FN: You once took trains around the USA to imbibe the culture and get inspiration? What do you do today?
ST: My biggest inspiration today is youth culture, counterculture and the current generation. To my mind, we are going through one of those huge shifts and there are very substantial differences from our generation and the next one. So, our first show after the pandemic – spring 2022 – was reinvestigation heritage though the lens of next generation, which had great impact.
FN: A key part of your strategy has been brand ambassadors – and quite wide ranging: Lil Nas X joins a Jennifer Lopez, Megan Thee Stallion, Michael B. Jordan, Selena Gomez. What are the parameters when you chose them? And what do you hope this bring to Coach?
ST: I usually pick by instinct honestly – and whether it feels authentic. I was really fascinated by Megan – she looked amazing. So, if you find there’s a connection and there was, then you got it. Plus, we like to celebrate individuality. And the way creative people love to make the clothes their own. During the pandemic we shot Coach Forever in with Juergen Teller. And for that shoot, Megan crafted a hair band from bits of an umbrella we sent with her hit look. That’s why we call it the Coach family.

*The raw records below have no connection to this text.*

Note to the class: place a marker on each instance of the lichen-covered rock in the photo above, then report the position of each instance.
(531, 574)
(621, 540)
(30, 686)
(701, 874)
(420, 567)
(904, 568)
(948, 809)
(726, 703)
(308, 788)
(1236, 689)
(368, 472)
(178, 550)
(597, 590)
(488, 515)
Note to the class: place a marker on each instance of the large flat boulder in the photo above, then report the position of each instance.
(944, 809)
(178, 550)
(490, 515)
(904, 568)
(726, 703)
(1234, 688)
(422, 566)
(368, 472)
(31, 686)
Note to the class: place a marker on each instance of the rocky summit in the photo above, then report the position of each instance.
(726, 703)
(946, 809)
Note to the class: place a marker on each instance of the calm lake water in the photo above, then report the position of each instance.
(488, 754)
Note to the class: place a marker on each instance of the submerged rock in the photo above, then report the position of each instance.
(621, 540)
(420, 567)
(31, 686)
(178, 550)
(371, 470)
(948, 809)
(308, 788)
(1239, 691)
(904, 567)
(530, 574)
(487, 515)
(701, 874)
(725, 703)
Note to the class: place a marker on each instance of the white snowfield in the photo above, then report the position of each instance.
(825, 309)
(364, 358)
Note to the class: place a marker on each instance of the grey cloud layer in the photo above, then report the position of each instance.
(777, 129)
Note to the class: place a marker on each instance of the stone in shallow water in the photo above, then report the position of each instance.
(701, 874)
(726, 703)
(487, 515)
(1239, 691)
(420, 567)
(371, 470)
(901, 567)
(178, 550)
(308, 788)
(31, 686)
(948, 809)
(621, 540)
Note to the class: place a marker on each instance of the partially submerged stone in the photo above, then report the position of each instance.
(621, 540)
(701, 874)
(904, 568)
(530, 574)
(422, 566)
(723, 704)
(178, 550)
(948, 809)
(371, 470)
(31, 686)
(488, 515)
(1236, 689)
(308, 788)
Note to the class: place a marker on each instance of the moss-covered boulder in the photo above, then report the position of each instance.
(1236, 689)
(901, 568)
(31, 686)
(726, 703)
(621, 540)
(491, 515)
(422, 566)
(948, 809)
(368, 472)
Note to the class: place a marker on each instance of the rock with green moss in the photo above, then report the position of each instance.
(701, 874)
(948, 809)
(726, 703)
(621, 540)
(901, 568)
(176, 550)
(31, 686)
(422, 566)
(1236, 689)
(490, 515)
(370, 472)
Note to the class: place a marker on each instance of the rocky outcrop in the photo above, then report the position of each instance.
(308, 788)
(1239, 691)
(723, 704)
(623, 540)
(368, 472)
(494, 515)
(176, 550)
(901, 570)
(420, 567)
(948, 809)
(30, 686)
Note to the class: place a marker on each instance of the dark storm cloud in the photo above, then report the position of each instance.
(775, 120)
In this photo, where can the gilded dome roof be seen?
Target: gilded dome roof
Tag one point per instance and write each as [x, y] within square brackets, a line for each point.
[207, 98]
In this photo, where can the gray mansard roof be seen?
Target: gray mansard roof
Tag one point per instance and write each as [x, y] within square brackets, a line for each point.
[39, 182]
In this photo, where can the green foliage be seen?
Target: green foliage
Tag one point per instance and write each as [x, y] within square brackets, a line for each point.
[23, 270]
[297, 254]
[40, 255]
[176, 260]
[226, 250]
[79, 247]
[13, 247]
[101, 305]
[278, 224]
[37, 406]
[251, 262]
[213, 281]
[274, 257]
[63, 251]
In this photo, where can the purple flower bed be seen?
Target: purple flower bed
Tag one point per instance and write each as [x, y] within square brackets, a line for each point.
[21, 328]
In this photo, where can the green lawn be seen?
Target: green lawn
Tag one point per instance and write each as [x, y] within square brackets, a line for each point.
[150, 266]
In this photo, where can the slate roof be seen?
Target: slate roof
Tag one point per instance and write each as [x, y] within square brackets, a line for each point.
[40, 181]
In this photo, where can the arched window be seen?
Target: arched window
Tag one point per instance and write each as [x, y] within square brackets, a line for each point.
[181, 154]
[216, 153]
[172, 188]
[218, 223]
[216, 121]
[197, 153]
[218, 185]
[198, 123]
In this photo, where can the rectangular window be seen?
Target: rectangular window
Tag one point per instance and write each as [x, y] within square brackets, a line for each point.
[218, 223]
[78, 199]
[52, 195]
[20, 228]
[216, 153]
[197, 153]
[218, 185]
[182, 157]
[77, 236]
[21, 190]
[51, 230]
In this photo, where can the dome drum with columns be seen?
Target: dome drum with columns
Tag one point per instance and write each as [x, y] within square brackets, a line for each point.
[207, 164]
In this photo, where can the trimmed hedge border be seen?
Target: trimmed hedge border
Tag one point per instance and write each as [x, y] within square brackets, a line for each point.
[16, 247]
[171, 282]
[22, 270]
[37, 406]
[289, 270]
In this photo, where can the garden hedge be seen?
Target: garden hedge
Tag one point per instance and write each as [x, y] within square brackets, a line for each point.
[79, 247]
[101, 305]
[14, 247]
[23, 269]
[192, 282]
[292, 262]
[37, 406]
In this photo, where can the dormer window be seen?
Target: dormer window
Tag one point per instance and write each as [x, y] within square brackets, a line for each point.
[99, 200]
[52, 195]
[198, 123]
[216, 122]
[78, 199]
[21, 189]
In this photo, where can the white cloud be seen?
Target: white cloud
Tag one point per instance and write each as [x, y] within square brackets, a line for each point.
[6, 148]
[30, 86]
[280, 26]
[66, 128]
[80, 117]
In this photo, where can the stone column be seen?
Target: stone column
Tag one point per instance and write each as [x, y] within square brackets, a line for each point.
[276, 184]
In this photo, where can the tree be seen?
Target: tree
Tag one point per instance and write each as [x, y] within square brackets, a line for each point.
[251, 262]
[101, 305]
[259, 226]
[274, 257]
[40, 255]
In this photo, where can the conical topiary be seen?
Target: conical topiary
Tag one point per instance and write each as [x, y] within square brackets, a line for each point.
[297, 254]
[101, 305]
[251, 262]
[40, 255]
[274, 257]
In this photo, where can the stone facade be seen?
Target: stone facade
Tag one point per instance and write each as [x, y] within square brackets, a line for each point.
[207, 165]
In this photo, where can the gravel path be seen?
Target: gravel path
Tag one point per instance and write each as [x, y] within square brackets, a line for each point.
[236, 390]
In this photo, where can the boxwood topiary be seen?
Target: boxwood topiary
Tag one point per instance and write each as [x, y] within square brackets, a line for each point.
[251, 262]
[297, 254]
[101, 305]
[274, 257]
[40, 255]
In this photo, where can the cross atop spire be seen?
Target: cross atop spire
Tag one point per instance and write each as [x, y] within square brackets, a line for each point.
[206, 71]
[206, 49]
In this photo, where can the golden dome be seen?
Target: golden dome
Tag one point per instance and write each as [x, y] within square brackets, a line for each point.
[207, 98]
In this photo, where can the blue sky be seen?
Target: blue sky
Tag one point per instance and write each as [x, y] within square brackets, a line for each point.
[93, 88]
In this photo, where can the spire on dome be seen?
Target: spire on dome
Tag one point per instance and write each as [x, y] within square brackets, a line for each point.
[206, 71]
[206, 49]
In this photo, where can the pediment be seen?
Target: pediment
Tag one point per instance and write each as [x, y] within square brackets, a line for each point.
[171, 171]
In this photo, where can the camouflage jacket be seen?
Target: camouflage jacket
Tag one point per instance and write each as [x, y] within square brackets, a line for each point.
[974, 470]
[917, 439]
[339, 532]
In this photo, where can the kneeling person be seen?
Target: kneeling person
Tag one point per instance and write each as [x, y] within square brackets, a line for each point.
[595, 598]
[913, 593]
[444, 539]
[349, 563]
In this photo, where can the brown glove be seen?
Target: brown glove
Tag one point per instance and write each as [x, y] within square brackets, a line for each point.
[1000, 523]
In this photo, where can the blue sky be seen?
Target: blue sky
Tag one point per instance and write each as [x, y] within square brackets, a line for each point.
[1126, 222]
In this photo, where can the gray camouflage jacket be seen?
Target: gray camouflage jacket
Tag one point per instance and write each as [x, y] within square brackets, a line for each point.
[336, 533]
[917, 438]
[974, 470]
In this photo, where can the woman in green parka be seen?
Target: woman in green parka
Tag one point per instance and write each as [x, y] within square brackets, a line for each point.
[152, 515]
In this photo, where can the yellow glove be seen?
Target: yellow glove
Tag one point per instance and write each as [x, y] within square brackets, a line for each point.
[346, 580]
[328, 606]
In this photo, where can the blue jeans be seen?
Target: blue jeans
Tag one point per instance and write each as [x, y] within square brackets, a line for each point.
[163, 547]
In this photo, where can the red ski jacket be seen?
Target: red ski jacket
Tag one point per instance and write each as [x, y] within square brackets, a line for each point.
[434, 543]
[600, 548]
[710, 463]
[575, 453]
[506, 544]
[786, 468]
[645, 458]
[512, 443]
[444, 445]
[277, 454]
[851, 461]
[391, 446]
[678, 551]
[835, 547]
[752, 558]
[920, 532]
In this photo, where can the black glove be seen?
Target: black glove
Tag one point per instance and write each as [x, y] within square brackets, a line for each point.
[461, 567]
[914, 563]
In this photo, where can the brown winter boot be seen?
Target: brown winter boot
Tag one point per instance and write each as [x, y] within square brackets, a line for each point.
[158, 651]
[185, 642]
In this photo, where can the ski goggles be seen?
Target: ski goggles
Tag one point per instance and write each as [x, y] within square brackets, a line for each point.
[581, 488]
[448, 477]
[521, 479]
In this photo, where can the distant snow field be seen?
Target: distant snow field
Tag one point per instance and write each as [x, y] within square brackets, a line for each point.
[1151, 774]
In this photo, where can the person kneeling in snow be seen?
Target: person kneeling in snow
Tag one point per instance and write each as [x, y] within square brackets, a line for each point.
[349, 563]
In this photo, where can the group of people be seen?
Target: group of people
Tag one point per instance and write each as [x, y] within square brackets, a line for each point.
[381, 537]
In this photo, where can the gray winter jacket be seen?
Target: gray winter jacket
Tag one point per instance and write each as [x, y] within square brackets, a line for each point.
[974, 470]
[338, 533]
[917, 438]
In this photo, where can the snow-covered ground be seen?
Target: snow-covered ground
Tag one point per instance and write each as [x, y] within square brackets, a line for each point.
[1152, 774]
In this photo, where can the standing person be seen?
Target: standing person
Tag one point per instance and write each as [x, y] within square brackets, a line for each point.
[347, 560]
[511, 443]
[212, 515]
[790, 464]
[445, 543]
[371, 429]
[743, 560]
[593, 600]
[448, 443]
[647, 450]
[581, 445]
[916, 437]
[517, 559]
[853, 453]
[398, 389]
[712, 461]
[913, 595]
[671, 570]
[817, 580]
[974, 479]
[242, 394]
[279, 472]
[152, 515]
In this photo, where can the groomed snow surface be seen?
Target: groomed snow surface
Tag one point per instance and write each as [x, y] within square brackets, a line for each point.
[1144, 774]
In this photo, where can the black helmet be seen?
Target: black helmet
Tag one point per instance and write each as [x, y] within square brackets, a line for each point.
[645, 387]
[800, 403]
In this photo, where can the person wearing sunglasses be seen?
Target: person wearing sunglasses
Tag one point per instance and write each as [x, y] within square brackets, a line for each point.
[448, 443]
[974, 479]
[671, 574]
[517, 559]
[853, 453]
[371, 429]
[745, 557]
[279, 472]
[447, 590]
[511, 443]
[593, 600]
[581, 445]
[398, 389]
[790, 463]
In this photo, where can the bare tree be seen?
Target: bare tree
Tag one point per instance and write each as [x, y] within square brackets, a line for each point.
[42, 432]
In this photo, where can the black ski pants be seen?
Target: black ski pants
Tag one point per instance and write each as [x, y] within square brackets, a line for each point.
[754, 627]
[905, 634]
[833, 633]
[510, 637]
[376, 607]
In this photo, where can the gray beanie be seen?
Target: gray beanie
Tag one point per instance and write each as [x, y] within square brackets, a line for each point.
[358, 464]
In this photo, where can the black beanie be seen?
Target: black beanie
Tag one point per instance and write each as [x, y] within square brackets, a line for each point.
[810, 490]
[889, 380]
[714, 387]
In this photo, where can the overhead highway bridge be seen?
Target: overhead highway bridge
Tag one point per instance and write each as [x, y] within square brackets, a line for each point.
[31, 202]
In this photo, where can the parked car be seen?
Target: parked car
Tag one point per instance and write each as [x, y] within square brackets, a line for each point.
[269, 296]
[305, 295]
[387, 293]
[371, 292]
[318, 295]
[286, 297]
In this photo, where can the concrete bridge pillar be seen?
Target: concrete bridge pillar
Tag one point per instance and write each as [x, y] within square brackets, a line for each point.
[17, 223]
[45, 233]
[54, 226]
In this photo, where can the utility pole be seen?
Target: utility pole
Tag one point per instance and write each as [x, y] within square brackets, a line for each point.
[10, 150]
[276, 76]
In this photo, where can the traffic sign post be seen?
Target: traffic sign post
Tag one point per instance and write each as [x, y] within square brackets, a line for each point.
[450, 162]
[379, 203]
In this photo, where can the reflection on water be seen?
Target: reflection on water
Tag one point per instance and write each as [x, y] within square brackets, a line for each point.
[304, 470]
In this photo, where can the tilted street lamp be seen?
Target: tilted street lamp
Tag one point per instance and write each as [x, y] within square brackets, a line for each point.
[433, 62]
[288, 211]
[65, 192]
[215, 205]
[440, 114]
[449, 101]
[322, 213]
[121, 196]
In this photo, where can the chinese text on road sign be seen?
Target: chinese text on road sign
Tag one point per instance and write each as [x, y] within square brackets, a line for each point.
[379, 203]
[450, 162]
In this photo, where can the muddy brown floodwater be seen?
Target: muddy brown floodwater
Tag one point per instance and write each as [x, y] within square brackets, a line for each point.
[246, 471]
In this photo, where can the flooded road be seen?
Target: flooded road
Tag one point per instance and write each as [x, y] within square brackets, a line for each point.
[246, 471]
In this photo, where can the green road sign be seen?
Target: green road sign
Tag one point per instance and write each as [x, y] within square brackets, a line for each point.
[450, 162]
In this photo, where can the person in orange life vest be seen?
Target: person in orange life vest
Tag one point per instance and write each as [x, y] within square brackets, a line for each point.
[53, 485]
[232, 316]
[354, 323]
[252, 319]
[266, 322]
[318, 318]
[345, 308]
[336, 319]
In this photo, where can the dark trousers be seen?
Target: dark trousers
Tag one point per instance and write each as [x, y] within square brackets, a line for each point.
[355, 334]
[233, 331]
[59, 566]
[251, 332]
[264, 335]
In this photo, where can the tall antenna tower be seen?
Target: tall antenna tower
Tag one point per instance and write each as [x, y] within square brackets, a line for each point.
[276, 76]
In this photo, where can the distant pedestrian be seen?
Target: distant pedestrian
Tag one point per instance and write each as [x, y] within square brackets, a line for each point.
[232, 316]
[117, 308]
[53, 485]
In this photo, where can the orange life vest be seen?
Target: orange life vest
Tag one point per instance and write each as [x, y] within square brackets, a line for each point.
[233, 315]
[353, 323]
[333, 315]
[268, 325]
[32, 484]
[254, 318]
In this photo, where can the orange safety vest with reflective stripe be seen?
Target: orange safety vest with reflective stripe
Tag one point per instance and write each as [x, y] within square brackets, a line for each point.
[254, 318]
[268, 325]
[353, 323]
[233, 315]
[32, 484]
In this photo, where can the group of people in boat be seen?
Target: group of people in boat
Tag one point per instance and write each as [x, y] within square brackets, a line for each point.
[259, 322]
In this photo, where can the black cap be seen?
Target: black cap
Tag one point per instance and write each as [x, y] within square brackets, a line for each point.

FN: What are you most proud of at Coach?
ST: I am proud of how we connect with people, establishing a real head to toe look and a real following. But in the end, it’s about moments. Creating a collection with the family of Basquiat and seeing Debbie Harry wear it. Heroes of mine coming together.
FN: Define the DNA of Coach?
New York City attitude, where heritage and pop culture joyfully collide.
FN: Define the DNA of Stuart Vevers?
St: Work hard and be nice to people. I had that up the studio wall.
FN: Why the Public Library tonight?
ST: We dove from our last two shows in Armory. I like the juxtaposition of counter culture and history. It’s a great space to have a New York evening. Have the show in the library’s oldest reading room is exciting. A string quarter playing my fave Indie tracks in the grand gallery. And leaving by the famous iconic lions.